Alphabet Soup

There is an alphabet soup of designations that financial professionals may obtain. When selecting a financial planner, you need to feel confident that the person you choose to help you plan for your future is competent and ethical. Many people believe that all financial planners are certified, but this isn’t true.

What is a CFP®? 
Only those who have fulfilled the certification and renewal requirements of the CFP Board can use the Certified Financial Planner™ (CFP®) designation.

CFP® Certification Requirements:
Education
 – CFP® professionals must develop their theoretical and practical financial planning knowledge by completing a comprehensive course of study at a college or university offering a financial planning curriculum approved by the CFP Board.

Examination – CFP® practitioners must pass a comprehensive, two-day, 10-hour CFP® Certification Examination that tests their ability to apply financial planning knowledge in an integrated format. Based on regular research of what planners do, the exam covers the financial planning process, tax planning, employee benefits and retirement planning, estate planning, investment management, and insurance.

Experience – CFP® professionals must have a minimum of three years of experience in the financial planning process prior to earn the right to use the CFP® designation.
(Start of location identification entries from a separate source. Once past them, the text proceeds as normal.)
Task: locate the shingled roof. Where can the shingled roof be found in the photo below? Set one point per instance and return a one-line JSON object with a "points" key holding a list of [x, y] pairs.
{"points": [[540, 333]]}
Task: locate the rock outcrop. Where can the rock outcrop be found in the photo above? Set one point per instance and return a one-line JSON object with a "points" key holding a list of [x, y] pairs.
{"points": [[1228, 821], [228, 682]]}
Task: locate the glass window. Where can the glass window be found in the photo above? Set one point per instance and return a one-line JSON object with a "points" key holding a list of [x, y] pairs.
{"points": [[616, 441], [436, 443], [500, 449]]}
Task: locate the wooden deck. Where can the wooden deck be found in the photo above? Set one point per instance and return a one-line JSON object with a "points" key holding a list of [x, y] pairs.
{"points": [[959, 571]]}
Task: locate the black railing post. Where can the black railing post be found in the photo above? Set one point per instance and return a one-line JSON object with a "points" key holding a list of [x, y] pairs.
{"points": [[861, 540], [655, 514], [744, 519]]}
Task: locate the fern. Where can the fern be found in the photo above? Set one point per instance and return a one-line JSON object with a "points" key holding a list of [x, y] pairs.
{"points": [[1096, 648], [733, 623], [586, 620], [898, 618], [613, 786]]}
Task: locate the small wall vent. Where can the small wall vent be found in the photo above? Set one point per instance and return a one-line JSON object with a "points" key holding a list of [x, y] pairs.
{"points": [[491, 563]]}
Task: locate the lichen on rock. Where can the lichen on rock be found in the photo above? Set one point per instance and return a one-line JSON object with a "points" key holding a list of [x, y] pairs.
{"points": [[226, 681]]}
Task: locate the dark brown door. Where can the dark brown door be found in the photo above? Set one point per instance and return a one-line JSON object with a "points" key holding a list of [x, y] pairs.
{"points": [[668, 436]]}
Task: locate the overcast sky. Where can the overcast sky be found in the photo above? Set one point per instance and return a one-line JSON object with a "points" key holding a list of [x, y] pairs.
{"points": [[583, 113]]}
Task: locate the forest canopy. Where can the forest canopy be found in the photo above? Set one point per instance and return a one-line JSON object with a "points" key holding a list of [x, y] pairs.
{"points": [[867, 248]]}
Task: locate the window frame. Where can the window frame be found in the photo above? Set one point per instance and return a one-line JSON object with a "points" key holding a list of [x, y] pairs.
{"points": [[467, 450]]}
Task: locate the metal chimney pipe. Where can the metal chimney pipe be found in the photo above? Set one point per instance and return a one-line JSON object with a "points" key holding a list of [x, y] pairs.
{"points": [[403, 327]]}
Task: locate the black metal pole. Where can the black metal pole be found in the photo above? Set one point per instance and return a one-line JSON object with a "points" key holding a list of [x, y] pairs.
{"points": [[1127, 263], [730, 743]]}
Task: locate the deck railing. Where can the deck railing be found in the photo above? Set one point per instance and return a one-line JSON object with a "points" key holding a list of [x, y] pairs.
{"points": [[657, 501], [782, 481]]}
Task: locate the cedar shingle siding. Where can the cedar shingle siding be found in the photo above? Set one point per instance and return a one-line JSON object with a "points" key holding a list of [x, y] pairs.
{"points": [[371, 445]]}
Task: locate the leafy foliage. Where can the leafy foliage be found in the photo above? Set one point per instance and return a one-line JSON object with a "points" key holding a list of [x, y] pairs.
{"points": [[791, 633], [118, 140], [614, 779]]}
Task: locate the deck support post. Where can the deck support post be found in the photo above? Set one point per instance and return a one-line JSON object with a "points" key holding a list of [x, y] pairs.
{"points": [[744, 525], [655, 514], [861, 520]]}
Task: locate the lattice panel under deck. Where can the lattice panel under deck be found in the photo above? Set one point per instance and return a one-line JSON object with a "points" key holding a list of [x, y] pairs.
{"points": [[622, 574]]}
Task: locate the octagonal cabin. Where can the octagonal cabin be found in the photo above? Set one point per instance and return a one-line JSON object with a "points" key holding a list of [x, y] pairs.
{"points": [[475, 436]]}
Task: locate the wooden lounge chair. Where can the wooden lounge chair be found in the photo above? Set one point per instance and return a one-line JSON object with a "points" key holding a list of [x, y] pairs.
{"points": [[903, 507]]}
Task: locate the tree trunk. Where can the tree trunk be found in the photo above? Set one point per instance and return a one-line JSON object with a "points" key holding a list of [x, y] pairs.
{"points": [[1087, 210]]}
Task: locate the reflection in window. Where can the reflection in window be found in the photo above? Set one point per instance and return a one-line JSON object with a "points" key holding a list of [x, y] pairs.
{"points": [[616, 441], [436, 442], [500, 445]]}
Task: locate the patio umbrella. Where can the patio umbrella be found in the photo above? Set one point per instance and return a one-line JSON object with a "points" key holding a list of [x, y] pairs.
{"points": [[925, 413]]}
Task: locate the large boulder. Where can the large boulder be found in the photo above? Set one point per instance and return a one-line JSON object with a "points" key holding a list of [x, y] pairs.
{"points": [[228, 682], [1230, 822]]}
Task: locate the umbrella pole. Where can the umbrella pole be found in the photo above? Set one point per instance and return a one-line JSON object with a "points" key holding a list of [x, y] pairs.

As a result, CFP® practitioners possess financial counseling skills in addition to financial planning knowledge.

Ethics – As a final step to certification, CFP® practitioners agree to abide by a strict code of professional conduct, known as the CFP Board’s Code of Ethics and Professional Responsibility, which sets forth their ethical responsibilities to the public, clients, and employers. The CFP Board also performs a background check during this process, and each candidate for CFP® certification must disclose any investigations or legal proceedings related to his or her professional or business conduct.

What Is a CLU?
The Chartered Life Underwriter (CLU) designation is the professional credential for persons involved in the protection, accumulation, preservation, and distribution of the economic values of human life. The CLU program provides insights into the life insurance business, its importance to the economy, its operation and distribution systems, and its resurging importance for safe and secure investments. Candidates must meet prescribed ethical, experiential, and educational mandates to earn the designation.

What does CLTC stand for? 
CLTC stands for Certified in Long-Term Care, a designation granted by the Corporation For Long-Term Care Certification. CLTC graduates have completed a rigorous multidisciplinary course that focuses on the profession of long-term care. The program is recognized by state regulators, through the granting of continuing education credits, as having provided essential information necessary to the appropriate sale of long-term care insurance.